The Face Of A Lenten Jesus

By Father Jeremy Miller, O.P.

(Editor’s note: Father Miller was suddenly called home to Philadelphia b a critical family illness which impeded the writing of a sixth meditation on the Cross and the Covenant. He offers in its place the following meditation and asks of our readers a prayer for his family. The author resides in the Dominican community at Holy Cross. He teaches theology at Emory University and assists in various archdiocesan projects. He was born in Philadelphia and educated there.)

An unexpected and unwanted event of “cross” prevents me from finishing this Lenten series as it was originally projected. There will be this week no meditation rooted in this Sunday’s readings, but I share with you something I did previously, slightly adapted. Perhaps the God who has been directing all of us through this Lent meant it to be this way.

That line from Scripture, “Did you not know that the Christ HAD to suffer these things,” must boggle our minds. How could it be that a God who loves us, who controls destinies, who wishes us whole and unbound, suffered and died like He did? If we experience suffering in our lives, not the kind we know will pass quickly and whose purposes we perhaps glimpse, but that more terrifying kind which baffles us and drives us to ask, “Why, why?” then we catch a glimpse of the enigma of the Lenten Jesus.

Why did he meet opposition?
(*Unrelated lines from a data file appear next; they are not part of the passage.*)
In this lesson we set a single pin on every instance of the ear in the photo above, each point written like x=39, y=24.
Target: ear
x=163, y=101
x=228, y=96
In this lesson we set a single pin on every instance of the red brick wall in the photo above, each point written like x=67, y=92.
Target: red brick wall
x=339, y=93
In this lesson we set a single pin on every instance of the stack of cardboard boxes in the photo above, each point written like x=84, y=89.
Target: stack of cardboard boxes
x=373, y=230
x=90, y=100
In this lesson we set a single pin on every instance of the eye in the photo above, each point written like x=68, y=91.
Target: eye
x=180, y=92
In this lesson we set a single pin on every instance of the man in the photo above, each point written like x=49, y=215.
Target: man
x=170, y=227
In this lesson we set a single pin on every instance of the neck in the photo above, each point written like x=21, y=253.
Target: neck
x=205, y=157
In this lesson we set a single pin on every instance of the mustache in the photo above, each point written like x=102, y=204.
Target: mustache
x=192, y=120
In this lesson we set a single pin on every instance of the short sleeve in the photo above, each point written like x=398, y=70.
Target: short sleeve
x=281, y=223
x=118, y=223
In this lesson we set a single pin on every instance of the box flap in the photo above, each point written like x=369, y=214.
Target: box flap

Why did so many disciples leave Him at the end? Why did he feel abandoned? Why was His message rejected by nearly all? Why was He tortured? Why did He feel isolation in His last hours, in the garden, on the Cross?

Maybe these meditations, maybe the Lenten readings, have been reminding us of this dark and uncomfortable feature of His life. More simply than just knowing of it, or being reminded of it, some of us can feel it, because such types of pain and uncertainty are the dark and uncomfortable features of our own lives.
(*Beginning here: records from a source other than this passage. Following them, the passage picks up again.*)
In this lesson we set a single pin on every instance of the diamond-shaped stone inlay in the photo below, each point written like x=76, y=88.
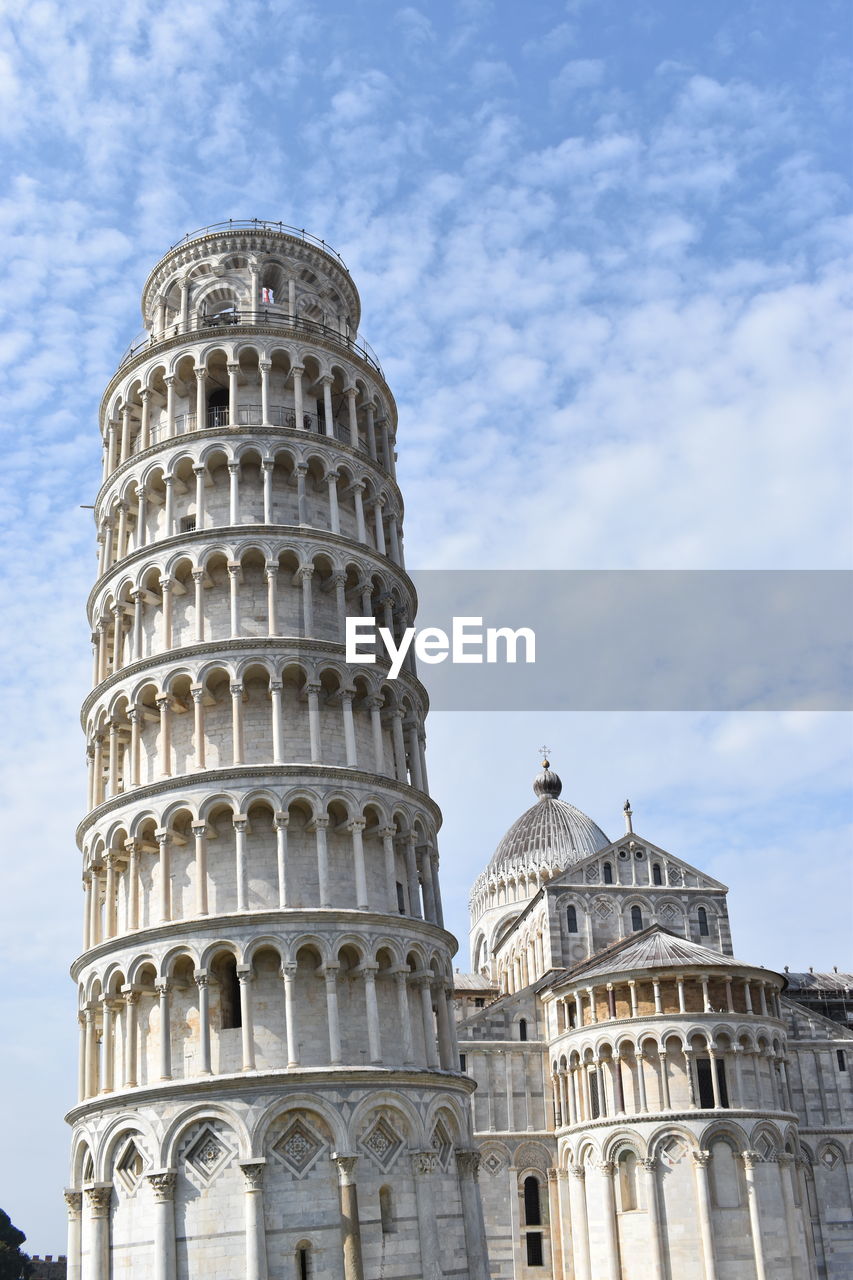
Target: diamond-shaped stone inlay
x=208, y=1153
x=382, y=1143
x=299, y=1147
x=673, y=1151
x=442, y=1144
x=129, y=1166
There is a German play which captures part of the mystery of the Lenten Jesus. Just after World War II, Guenter Rutenborn, a Lutheran pastor, wrote a play called “The Sign of Jonah.” The scene is a courtroom, and the atrocities of the war are on everyone’s mind. Each witness called to the stand blames God. God is guilty because He made this humanity. He foresaw all the gross acts of humanity and yet He still created us, and even more, permitted the Holocaust.

The Judge, in a moment not unlike Pilate’s, resigns his chair and tells the courtroom, that they can, if they want, assign the punishment to God. The people begin crying out in anger: “Let Him become a man; let Him become a Jew; let Him see how it really is; let Him feel the leprous wounds; let Him smell our human stench; finally, let Him be falsely accused; let Him be without help, without supporting friends; and let Him die like that, forsaken by all. THEN HE WILL KNOW.”

There are archangels in the courtroom, playing defense lawyers for God. Until this moment, they have been silent. Their silence has been numbing, representing the silent God in the face of the blasphemy and anger thrown at Him. Then one speaks up, named Gabriel. He accepts the people’s verdict.

“I will go,” he says, “and announce to a Jewish maiden that she is to bear a son. He will grow up in poverty, move among you and see your sick, hear your angry voices, be rejected in every possible way, and end up being falsely accused. He will die in extreme agony, without friends, without support. And this man will be God. He will feel it all. He will know what you want Him to know.”

This line of meditation could be carried further, but it is this solidarity with Jesus we need to ponder, and then ponder its deeper issue. Let me complete the line of Scripture given above. “Did you know that Christ had to suffer these things to enter into his glory?” It is for YOU to ponder in this last week of Lent, but I share with you a story of someone who also pondered and in his Lenten sorrow saw beyond. The man is 71 years old, a retired plumber, and for me a lifeline to a former covenant. He wrote me of his recently deceased wife.

“Marie is with those of the long sleep, where her ancient mothers dwell, she and her two sons. December 12 of this year. I have long asked the Lord that she pass before I, lest she know the loneliness of the old. He answered. His price is sorrow.”

“If by chance by visa is heaven-marked and she is not there, I will not enter. Or finding she is lower than I am, I’ll plead the Celestial Power I descend, that we be equal. Failing, I will steal her to the shadows where caste is not known. There I will remind her of her beauty and tell I her love her, as of old.”

“Be tranquil in the grace of the Lord,” he told me at letter’s end. And at this meditation series’ end, I say his words to all of you.